Application of Digital Volume Correlation and X-ray Computed Tomography Reveal Shale Geomechanical Properties at Elevated Temperature

Experiments were conducted using 1-inch diameter vertical and horizontal core samples of Green River Formation shale. We investigated the Young's modulus and Poisson's ratio of the samples at 200 and 350 °C under triaxial stresses of roughly 1 - 16 MPa employing an unique apparatus that permits time-lapse visualization of the sample. X-ray Computed Tomography (CT) images were collected at a resolution of 195 by 195 by 625 μm while the samples were heated and stressed. In situ CT observations show the conversion of organic matter to mobile hydrocarbon. The FIDVC (Fast Iterative Digital Volume Correlation) method was applied during image processing to obtain and visualize the distribution of axial and radial strains from the CT images. FIDVC also reveals important details about hydrocarbon conversion under maturation conditions at 350 °C. Significantly, the strain using CT imaging and FIDVC agrees with conventional geomechanical measurements including linear variable differential transformer transducers. The strain profiles from FIDVC show the location of greater strain within the sample associated with subcore scale heterogeneity such as differences in density of layer materials.

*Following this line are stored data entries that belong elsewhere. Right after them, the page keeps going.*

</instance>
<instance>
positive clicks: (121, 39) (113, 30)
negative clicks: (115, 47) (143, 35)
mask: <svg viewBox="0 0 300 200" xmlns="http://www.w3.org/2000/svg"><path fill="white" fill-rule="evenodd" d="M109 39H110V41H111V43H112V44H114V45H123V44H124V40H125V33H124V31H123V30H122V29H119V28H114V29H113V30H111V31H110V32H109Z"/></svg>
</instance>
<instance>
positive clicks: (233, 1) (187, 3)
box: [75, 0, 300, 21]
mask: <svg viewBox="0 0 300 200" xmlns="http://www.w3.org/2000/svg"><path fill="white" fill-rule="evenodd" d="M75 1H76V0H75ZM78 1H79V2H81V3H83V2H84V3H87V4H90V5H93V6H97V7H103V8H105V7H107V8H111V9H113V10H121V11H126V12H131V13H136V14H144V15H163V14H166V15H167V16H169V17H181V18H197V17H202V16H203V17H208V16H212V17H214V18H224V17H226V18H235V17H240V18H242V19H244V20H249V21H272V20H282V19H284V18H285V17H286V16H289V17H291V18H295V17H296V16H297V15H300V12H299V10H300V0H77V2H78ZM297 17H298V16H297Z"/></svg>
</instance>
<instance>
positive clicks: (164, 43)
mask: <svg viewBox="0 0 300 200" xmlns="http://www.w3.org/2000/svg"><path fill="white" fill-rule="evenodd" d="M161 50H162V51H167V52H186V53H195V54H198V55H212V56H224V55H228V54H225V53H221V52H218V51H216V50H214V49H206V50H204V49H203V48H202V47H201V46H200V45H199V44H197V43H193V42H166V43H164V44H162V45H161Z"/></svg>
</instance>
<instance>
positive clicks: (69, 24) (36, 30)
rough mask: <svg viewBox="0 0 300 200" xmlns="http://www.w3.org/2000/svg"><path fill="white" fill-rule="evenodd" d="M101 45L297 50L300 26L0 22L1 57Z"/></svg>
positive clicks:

Young's modulus decreased due to rock softening and production of hydrocarbon after maturation processes at 350 ^oC, but Young's modulus did not change post-pyrolysis at a temperature of 200 ^oC. These observations agree with trends found in the literature using conventional geomechanical characterization [White et al., 2017, Burnham, 2018]. Additionally, Poisson's ratio increased post maturation and pyrolysis.